[Legacy Of The Force] - 04(45)
Leia resisted the urge to take offense. Somehow, when Booster used the word Princess, he made it a comment about a spoiled little girl rather than an acknowledgment of her former title. But she refused to rise to the bait. She simply nodded. “I’m glad you have no objection. So now all I have to do is get your application approved.”
Booster gave her a dubious look. “Because you and Captain Bloodstripes there are so well loved by the government now.”
Leia matched him stare for stare. “No. Because Jacen Solo swings a big lightsaber with the blockade forces. And if Luke Skywalker tells him that letting the Errant Venture set up there is a terrible, terrible idea, Jacen will probably accelerate its approval so fast you’d think he slapped a hyperspace engine on it.” It hurt to speak dismissively of her own son’s powers of critical thought, but it had for some time been obvious that Jacen was not entirely logical when it came to his relationship with Luke. Jacen resented his uncle and balked at Luke’s advice. Painful as it was, Leia now found it useful to exploit the fact.
“Huh.” Booster thought about it for a second, and then was distracted by more of Myri’s prestidigitation. “All right, girl, you can stop it. You’re hired.”
Myri froze in midshuffle and looked at him, wide-eyed. “Huh?”
“You were applying for a job. Right?”
She shook her head, bewildered. “I was practicing. Mom says it’s an area where I’m weak.”
Booster turned his glare on Iella. “Meaning you’re better at it than your daughter?”
Both women nodded.
“All right, then,” Booster said. “Iella, you’re hired, too.”
Iella smiled. “Only if we get the approval for Corellia. But if we do, Myri and I will work for free.”
“Hey,” Myri protested.
“Well, for tips.”
“Done,” Booster said. He turned back to Leia. “And done. Drop the word to your brother.
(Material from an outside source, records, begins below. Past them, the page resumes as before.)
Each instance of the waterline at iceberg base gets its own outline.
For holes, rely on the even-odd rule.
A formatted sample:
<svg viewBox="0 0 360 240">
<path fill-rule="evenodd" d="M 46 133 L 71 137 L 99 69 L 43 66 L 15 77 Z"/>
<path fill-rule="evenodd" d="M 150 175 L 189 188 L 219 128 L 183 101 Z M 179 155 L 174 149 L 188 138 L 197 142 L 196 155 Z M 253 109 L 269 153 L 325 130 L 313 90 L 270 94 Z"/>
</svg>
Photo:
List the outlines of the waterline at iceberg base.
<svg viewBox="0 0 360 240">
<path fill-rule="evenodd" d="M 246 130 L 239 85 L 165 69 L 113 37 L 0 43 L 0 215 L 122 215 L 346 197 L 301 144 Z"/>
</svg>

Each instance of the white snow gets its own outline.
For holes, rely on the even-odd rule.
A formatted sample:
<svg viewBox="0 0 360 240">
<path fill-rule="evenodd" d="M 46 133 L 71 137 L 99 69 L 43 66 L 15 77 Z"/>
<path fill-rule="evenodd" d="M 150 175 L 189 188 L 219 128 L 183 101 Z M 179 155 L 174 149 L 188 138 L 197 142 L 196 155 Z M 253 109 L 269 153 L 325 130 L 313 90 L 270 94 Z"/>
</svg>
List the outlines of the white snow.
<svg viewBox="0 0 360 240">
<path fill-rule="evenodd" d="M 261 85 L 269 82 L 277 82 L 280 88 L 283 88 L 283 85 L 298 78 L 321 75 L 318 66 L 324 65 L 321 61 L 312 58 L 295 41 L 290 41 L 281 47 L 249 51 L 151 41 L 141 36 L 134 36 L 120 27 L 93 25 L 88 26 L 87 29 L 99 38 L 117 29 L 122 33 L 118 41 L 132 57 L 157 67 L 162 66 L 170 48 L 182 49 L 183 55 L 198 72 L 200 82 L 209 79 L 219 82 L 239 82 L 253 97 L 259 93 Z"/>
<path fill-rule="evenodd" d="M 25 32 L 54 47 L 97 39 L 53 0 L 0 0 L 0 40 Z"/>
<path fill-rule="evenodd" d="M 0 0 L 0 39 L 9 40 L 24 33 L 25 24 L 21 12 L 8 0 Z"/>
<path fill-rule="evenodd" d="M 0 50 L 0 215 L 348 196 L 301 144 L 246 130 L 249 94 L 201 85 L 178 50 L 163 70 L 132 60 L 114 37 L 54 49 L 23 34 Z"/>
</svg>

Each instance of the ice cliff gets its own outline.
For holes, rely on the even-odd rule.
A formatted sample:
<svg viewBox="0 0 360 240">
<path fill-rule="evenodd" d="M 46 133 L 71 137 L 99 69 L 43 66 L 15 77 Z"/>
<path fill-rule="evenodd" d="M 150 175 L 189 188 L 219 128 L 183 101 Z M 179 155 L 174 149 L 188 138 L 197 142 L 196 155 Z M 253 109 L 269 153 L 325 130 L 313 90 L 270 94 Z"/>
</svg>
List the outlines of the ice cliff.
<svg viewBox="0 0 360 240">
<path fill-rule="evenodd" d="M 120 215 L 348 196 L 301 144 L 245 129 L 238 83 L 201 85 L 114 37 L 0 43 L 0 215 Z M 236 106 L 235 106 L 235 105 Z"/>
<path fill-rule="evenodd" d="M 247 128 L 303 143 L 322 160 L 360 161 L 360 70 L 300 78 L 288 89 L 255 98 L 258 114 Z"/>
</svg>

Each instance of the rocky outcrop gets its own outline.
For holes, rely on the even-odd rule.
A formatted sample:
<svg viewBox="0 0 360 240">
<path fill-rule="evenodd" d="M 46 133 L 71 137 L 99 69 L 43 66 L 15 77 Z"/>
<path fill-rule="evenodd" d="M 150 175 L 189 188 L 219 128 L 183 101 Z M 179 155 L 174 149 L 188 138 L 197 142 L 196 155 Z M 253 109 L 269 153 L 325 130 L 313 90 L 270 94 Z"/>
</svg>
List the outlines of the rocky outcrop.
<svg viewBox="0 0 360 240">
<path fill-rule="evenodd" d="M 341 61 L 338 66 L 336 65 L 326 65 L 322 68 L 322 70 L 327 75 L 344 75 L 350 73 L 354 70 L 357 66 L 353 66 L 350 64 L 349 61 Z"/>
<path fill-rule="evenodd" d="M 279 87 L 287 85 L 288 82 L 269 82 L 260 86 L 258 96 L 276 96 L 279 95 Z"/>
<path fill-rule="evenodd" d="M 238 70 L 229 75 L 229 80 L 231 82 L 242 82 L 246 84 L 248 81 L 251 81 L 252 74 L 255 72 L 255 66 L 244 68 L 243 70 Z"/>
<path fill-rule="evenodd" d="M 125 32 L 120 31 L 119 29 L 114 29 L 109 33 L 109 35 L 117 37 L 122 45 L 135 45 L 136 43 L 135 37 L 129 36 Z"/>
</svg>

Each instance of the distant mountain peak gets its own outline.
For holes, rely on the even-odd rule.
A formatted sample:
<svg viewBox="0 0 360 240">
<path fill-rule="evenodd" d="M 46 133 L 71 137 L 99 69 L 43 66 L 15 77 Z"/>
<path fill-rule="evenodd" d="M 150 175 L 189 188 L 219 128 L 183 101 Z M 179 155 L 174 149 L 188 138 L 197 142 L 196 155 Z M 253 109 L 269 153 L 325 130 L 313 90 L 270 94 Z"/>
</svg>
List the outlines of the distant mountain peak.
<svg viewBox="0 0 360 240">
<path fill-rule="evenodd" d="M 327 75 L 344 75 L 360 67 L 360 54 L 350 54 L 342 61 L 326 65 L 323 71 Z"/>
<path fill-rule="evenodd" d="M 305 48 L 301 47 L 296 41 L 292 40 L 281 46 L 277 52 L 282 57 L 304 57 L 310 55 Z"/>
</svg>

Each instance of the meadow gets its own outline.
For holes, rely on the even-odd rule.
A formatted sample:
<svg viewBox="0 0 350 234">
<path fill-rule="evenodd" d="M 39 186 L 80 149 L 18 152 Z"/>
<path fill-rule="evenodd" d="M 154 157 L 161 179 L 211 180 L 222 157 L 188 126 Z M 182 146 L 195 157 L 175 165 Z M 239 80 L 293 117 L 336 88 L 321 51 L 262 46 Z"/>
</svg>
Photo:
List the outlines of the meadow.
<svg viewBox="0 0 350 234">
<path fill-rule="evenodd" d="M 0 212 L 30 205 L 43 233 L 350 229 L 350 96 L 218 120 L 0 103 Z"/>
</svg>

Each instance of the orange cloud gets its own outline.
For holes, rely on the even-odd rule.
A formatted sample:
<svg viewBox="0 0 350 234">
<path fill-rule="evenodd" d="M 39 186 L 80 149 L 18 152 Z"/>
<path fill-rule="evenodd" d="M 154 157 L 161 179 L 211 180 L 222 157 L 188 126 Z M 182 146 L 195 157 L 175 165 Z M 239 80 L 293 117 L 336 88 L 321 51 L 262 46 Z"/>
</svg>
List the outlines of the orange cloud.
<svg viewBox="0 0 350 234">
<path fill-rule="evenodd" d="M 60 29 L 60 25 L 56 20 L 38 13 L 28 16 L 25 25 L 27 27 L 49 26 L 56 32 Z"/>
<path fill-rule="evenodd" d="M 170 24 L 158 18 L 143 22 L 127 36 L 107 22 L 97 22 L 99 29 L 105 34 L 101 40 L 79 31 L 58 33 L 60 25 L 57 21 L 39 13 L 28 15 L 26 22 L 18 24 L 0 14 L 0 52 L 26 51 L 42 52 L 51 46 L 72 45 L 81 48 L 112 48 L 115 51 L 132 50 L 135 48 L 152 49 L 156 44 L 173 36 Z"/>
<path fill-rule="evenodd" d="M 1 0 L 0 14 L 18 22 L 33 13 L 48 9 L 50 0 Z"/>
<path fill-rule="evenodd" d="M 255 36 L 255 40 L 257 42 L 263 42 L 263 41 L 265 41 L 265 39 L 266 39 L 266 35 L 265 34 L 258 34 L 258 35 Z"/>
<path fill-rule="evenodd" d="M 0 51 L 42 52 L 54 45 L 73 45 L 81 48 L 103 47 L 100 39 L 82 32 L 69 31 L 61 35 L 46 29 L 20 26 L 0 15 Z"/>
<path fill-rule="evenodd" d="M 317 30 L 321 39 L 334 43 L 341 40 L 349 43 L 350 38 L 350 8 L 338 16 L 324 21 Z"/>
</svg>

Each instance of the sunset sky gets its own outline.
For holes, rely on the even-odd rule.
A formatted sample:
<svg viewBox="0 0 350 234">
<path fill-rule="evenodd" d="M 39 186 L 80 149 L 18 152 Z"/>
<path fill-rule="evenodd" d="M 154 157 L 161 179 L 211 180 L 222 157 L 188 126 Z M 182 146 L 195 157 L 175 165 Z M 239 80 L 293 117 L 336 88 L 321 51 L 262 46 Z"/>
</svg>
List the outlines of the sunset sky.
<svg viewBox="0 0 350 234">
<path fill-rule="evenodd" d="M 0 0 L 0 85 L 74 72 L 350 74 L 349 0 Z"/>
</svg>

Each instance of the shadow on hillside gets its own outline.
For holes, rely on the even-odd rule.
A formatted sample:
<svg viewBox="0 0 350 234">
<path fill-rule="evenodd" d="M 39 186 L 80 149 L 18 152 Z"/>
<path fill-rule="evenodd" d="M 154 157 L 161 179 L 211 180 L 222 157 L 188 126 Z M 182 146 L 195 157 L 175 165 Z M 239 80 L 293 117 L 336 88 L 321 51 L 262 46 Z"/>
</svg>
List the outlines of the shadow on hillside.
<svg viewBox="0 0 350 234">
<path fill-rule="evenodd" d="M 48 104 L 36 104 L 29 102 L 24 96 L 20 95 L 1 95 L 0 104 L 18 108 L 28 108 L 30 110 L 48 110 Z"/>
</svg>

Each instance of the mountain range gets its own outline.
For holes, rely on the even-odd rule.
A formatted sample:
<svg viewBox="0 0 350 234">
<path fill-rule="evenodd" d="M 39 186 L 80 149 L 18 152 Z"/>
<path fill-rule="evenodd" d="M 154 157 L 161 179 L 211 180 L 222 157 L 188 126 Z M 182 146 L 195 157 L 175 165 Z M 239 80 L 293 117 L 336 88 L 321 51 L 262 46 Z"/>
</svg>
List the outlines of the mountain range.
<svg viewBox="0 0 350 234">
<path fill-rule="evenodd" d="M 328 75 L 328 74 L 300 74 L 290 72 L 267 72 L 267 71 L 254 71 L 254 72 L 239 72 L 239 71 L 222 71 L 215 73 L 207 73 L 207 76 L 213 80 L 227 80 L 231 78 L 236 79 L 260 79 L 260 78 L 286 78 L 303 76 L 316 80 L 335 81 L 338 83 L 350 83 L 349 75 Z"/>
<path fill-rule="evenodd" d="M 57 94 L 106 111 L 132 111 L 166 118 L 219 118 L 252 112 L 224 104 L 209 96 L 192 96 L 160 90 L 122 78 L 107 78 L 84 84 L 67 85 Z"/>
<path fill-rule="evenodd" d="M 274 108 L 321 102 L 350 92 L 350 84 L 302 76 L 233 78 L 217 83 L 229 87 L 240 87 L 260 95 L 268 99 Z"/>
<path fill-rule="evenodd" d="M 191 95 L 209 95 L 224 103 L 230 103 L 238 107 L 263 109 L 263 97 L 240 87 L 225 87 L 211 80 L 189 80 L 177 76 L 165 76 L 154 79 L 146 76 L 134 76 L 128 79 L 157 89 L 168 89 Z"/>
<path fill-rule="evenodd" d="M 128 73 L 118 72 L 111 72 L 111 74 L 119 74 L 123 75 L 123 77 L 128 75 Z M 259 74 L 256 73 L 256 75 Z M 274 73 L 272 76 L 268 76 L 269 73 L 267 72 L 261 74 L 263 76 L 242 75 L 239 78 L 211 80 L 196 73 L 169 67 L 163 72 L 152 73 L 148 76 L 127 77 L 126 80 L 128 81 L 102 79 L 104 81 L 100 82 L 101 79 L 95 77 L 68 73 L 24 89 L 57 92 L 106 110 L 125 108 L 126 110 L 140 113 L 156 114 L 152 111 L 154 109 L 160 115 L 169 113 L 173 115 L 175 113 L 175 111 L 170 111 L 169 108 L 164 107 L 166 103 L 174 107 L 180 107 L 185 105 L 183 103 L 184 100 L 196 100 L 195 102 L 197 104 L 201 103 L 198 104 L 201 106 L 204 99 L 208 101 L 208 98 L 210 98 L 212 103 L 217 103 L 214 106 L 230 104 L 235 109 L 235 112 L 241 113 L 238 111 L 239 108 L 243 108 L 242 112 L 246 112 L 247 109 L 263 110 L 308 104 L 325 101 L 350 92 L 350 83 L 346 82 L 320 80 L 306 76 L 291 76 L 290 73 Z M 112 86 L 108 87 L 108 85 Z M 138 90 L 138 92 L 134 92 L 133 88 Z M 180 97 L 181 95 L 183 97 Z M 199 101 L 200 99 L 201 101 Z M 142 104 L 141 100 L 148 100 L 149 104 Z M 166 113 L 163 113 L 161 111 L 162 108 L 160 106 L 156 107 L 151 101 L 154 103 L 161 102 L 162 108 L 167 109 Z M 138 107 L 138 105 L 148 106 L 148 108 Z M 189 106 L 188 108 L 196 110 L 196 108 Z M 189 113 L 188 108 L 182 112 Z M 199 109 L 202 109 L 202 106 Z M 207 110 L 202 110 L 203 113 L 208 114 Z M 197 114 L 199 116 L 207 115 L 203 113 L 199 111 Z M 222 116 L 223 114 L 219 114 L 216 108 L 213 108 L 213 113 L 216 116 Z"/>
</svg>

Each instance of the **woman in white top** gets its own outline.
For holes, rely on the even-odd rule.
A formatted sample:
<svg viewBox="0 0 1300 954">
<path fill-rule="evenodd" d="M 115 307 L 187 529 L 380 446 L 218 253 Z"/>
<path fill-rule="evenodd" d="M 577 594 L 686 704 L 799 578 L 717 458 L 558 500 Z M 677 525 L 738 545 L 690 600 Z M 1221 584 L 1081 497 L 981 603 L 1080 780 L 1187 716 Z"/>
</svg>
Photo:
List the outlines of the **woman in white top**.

And while we’re waiting for the approval you’re so confident about, slap some paint or fake fur on those too-famous faces of yours “You’re sure,” Mara said.
The Neimoidian male gave her a half bow, appropriate to an acknowledgment on Coruscant but insultingly deficient on worlds where the precise angles of such gestures spoke volumes about one’s intent and attitude. “I am absolutely sure,” he said, his speech flavored with the musicality of his native tongue. “As ever, I cooperate fully with the Jedi order, with the Galactic Alliance Guard, with…”
“With anyone who pays,” Luke said. “And you have been well paid.”
“I have been well promised,” the Neimoidian answered. “Not so much paid yet.”
“Then show us,” Mara said.
The Neimoidian pressed a sequence of buttons on the control panel of the turbolift. Its status display switched from HOLD to 1; then the numbers began climbing as the turbolift did. Mara felt the car accelerate, but turbolifts in habitation buildings as lavish as this one had small inertial compensators to make rapid ascents and descents comfortable.
“When you contacted me,” the Neimoidian said, “you asked for comm records from the quarters of your suspect, and for other anomalies in the security recordings.”
Mara nodded. Weeks earlier, meticulous police work tracking from the site of the murder of Jedi Master Tresina Lobi had led to this building and the realization that the Sith lady Lumiya was one of the murderers. Even more unwelcome was the fact, gained from examination of the quarters, that Lumiya had strong ties to the Galactic Alliance Guard. That revelation had thrown more suspicion on Jacen, the Guard’s operational commander.
“The investigators and the GAG took everything from her quarters,” the Neimoidian said. The turbolift came to a halt at the 288th floor. Its doors opened onto a broad hallway lined with walls that gleamed like crushed gemstone. The Neimoidian stepped out, and the Jedi followed. “They also took records from the security office-records, privately owned datapads, legally registered blasters and restraining devices, a servitor droid, half-eaten food…”
“Yes, yes.” Luke didn’t sound impatient, but he wouldn’t have interrupted if he weren’t. “But you found something anyway.”
“Of course. We had backups on all the security recordings. And I found that the suspect’s most frequent communication through the building’s comm system was to herself, from one installed unit to a second installed unit.”
Mara shrugged. “A common practice in intelligence circles. She would have sensors attached to her comm, measuring noise, resistance, and so forth, to determine whether the unit or the comm lines were tapped.”